I would prefer a non-spell-based psionics system.
Spells are discrete things. You cast fireball, and you get a 20-foot-radius ball of fire somewhere far away doing X amount of damage. You cast haste, and the target moves faster and can do more stuff. It is trivial to create a character who can do both of these things.
Psionics, at least to me, lean more on sci-fi and superhero tropes. In those, it is more common to have one (or rarely multiple) core power(s) that can be expressed in different ways. Xavier is a telepath. He can communicate telepathically, read minds, create mental blasts, create mental illusions, project astrally, and use his telepathy in a number of other ways. In the OG Marvel RPG, this was expressed as having the Telepathy power and a number of "Power stunts" based on that power. But he can't move things with his mind, or see the future, or walk through walls, or heal his legs.
My preference would be for a psionics system that used that as a core idea.
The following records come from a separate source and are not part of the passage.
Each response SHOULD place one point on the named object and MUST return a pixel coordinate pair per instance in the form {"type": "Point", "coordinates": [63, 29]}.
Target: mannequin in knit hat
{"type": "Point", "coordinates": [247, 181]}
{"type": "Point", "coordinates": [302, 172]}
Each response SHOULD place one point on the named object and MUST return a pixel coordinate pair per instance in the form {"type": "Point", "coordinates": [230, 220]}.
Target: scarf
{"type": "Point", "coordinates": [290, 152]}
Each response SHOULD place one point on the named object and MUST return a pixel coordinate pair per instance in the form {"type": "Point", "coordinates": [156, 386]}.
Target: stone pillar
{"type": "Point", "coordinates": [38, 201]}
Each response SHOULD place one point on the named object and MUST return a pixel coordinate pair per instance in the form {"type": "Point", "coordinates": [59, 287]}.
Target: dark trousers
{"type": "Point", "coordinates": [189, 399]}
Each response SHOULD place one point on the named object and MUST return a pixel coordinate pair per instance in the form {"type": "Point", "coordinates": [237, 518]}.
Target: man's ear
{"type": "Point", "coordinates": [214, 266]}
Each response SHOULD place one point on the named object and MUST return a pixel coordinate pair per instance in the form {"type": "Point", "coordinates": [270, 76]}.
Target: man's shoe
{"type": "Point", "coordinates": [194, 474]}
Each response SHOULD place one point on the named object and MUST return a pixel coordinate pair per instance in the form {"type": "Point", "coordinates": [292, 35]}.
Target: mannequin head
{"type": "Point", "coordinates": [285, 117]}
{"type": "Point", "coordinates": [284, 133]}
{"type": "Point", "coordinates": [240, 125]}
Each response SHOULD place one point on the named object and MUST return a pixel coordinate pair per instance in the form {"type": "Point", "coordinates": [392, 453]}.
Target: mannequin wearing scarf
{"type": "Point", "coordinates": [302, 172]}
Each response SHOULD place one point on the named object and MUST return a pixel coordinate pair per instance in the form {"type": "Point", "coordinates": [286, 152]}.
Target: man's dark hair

The closest was 2e, where psionicists started out with a single discipline (telepathy, clairsentience, psychoportation, psychokinesis, or psychometabolism – I don't recall if you could take metapsionics as a primary discipline, but it would likely not have been a good idea even if you could). Even then you could branch out, but one discipline would always be primary.
Now, 2e psionics were far from perfect. The telepathy powers were too punishing for non-psionics, and the system was mostly too flat (1st level psychoporters could have, and probably would have, Teleport as a power – far shorter range than the spell, but still). But deep down, it's what I think of as being "right" for D&D psionics. Perhaps because that's where I started, but also because of this approach of powers being different expressions of a core discipline.